Asset Reconstruction Company (India) Ltd, the country’s oldest buyer of stressed assets from financial institutions, said it is looking to tie up with foreign investors to fund the huge bank bad loan buys.

Arcil said it would explore the possibility of selling a stake to foreign investors, including private equity firms, or even float joint ventures with them to buy the bad loans. Banks have been increasingly putting chunks of bad loans on the block to meet the Reserve Bank of India’s March 2017 deadline to clean up their balance-sheets.

“I see money coming in from overseas. I don’t see money available locally. Banks don’t have the (financial) ability today and the NBFCs are already leveraged,” said Vinayak Bahuguna, CEO and MD of Arcil.

As announced in Union Budget 2016-17, the Centre on Saturday decided to allow 100 per cent FDI in asset reconstruction companies (ARCs) via the automatic route.

“So, where is the money here? Who is going to give it to you? It is going to be foreign capital, 99 per cent… all the way,” Bahuguna said.

Industry body Assocham says stressed assets of the banks may soar to ₹10-lakh crore in the fourth quarter of the current fiscal from ₹8 lakh crore in December 2015. This is largely due to the slowdown in certain sectors, such as iron and steel, infrastructure, and textiles, and the RBI clamping down on provisioning norms.

The Arcil chief said: “Let us face it. The non-performing loans (NPL) situation has come to this because the banks couldn’t manage it… Okay, they (bankers) may turn around and say the ARCs also don’t have the wherewithal to manage it. Maybe, this is right… I can’t manage a ₹20,000-crore project. I just don’t have either the capital or the bandwidth or even people skills for that matter to manage projects of that scale.”

“But there are global investors who have the ability. So, why are we pretending that we can find a solution for the bad loans? We can’t. There is no solution without a third party.”

Capital has been a constraint for ARCs, especially after they were asked to have more skin in the game. Since August 2014, ARCs are required to invest and hold 15 per cent (5 per cent earlier) of the security receipts issued by them to banks.

In dialogue with investors

Bahuguna said: “We are now going to begin a dialogue with some of these third parties to consider our respective roles, whether through direct participation (of foreign investors) in Arcil or some other mechanism, like a joint venture.
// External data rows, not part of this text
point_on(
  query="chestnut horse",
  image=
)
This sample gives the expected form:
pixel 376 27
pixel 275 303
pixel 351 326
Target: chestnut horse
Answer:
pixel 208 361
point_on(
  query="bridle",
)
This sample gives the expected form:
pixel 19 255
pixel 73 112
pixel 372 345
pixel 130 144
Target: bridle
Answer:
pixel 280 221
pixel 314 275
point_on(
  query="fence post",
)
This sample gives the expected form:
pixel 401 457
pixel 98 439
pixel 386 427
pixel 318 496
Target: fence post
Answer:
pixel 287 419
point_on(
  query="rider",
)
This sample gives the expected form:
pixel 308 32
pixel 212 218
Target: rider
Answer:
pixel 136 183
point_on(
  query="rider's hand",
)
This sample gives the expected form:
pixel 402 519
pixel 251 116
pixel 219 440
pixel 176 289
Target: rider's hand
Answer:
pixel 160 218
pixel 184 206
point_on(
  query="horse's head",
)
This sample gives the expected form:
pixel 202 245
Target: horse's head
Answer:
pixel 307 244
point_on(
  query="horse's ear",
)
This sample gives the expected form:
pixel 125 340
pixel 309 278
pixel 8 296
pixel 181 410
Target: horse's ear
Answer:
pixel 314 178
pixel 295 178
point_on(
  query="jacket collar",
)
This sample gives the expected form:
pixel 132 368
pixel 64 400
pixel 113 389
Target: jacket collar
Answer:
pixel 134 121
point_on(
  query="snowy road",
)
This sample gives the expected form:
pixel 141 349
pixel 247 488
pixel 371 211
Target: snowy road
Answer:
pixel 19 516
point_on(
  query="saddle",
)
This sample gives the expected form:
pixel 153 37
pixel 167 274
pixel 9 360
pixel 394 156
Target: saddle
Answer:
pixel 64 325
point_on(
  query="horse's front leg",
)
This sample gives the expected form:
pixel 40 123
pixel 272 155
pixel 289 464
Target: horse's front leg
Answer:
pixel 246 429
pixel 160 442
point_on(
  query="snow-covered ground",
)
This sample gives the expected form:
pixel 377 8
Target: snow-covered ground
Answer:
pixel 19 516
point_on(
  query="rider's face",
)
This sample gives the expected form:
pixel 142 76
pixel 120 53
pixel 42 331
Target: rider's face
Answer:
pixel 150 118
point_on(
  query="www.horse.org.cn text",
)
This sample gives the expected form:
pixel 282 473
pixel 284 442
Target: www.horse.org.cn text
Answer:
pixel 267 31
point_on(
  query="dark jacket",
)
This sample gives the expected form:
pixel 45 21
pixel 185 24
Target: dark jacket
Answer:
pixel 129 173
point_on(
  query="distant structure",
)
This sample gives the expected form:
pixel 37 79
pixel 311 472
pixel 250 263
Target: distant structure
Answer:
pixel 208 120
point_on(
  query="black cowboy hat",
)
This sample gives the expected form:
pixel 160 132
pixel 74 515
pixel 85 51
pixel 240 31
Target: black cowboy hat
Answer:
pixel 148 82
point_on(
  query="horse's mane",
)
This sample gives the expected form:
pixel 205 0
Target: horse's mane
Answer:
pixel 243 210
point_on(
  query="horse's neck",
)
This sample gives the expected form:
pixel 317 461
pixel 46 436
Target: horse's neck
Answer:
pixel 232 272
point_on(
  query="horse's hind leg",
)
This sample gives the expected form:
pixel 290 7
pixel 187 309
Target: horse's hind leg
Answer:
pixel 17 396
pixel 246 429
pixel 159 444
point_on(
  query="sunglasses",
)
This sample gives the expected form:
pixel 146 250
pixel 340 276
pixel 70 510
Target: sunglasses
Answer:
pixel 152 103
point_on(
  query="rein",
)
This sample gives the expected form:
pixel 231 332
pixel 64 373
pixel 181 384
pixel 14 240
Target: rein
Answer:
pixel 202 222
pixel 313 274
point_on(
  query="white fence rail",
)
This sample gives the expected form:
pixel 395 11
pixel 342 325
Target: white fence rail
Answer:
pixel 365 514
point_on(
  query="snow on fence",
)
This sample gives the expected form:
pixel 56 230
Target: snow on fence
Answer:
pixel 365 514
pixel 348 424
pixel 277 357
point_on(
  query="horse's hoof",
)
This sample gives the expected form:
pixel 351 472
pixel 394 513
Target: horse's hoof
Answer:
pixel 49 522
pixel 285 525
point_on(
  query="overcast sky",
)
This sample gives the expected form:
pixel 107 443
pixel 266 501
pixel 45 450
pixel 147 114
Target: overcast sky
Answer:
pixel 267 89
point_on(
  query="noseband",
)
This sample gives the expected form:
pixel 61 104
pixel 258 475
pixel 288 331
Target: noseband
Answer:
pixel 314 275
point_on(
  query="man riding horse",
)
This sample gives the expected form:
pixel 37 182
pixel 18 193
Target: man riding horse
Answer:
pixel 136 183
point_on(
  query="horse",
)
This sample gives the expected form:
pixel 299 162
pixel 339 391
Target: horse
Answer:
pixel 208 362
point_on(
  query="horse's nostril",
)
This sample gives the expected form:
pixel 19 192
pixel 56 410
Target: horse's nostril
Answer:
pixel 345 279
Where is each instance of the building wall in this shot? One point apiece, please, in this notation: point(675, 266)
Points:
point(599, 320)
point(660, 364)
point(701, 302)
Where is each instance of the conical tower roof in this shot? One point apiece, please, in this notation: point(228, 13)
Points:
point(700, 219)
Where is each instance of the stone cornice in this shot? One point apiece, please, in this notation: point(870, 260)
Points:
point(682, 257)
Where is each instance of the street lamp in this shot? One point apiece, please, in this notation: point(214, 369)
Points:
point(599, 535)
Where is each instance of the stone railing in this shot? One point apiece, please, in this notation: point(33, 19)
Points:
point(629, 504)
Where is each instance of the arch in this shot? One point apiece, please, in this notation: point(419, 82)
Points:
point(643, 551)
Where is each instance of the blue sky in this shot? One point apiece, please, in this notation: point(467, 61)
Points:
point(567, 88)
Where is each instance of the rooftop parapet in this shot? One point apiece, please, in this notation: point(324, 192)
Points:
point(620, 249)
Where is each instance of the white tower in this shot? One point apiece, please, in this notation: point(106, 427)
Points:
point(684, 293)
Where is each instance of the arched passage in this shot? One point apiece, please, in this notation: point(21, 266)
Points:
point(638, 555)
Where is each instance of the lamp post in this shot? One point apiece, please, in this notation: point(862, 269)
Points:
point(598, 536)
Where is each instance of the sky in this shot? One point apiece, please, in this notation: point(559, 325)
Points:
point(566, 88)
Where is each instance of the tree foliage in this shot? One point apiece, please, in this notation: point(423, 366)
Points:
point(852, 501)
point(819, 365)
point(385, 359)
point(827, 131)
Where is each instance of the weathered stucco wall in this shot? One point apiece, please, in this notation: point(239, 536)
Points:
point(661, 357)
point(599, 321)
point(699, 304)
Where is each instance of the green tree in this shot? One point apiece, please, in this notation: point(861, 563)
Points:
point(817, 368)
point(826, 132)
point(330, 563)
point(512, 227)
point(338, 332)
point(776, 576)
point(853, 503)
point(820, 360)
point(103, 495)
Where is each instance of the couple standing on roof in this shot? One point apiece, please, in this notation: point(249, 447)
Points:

“In joint ventures, we could position ourselves as asset managers because not everyone has full-fledged teams to manage the acquired assets on the ground... So, we will just have to see how it works.” Currently, State Bank of India (19.95 per cent stake), IDBI Bank (19.18 per cent), ICICI Bank (13.26 per cent), and Punjab National Bank (10.01 per cent) are among the big shareholders in Arcil, which commenced operations in late 2003.